A small patch of Paradise in Fife
Cross the Tay Road Bridge from Dundee to Newport and turn right and you’ll find a small patch of Paradise on the edge of the River Tay: the ruined Balmerino Abbey.
It was founded in 1229 as a daughter-house of Melrose Abbey, a working Cistercian Abbey until the Reformation, and converted to a private house in around 1660.
Today there’s not much left. One and a bit walls of the church remain and humps mark where pillars used to support the roof.
Parts of the Chapter House and living accommodation can also be seen but this is now all fenced off, as it’s unsafe to enter and is undergoing stabilisation. You can still see some fine carving around the arches, though, which gives an idea of how lovely the building must once have been.
A separate building, half under-ground, was either the infirmary or the Abbott’s house, according to the NTS sign. I thought it might have been an ice-house. The Undiscovered Scotland site reckons it was the cellar of the Abbott’s house; I prefer that idea to the thought of sick monks lying in dripping gloom.
The Abbey was never large – probably no more than 20 monks lived here at any one time. It was damaged first by the English in 1547 and again by Scottish Protestants in 1559, and went into decline. By 1606 it was a secular lordship for James Elphinstone, 1st Lord Balmerino.
Visiting Balmerino Abbey
We visited on a hot day but the mown grass was damp and very pleasant on bare feet. There’s a short nature trail through the trees and one ancient, fabulously contorted Spanish chestnut tree, with huge metal props supporting its sagging limbs. It’s worth coming just to see the tree, which legend says dates from 1229!
A visit to Balmerino Abbey won’t take long but it’s a beautiful, peaceful spot to while away half an hour or so.

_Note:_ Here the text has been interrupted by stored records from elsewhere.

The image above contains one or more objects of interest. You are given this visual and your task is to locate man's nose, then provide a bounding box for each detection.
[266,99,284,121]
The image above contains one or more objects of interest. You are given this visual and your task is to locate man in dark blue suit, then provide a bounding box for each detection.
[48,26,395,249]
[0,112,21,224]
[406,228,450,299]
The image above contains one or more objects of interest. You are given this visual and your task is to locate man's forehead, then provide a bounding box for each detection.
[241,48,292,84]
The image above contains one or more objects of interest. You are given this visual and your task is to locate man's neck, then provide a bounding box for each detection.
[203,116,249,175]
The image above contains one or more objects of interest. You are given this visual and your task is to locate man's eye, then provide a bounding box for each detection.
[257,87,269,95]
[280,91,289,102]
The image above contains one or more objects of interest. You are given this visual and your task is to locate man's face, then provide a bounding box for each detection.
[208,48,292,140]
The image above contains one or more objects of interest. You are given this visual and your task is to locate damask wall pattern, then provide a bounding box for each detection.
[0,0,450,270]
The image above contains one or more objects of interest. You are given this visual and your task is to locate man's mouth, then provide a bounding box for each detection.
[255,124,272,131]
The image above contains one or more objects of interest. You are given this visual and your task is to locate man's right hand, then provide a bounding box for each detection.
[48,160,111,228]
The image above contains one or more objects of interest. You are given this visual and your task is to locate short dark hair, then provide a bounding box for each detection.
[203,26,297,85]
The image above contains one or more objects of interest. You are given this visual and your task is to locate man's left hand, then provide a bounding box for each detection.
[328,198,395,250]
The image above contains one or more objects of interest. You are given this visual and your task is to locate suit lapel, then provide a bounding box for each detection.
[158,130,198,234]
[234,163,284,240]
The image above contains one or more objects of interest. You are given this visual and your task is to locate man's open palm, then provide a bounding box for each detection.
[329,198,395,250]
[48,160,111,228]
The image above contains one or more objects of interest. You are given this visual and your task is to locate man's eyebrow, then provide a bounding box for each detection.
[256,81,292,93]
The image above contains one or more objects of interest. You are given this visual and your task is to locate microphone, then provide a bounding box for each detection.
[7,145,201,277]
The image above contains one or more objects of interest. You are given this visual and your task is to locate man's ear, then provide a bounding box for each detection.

You could have your picnic at one of the tables under the trees before walking along the Tay (see below). It’s definitely worth the trip if you’re interested in history or just want a quiet spot to relax in.
Balmerino is reached from the Wormit-Newburgh road on the south side of the Tay, then down a narrow lane (sign-posted). The Abbey’s on the right before you reach the village of Balmerino. It’s a National Trust for Scotland property, so if you’re not a member please put some money in the honesty box. The cash will be used to help preserve the ruins.
You can park on the verge outside the gate or, if that’s full, there’s room for 2-3 cars a bit further down the lane. When you’ve finished enjoying the Abbey, walk down the lane to this second parking area, turn left past a cottage and you come to the shingly beach of the Tay. It’s another great place for a picnic, especially at low tide. Keep going along the bank and there are paths up into the woods where you can get a good hour’s walk.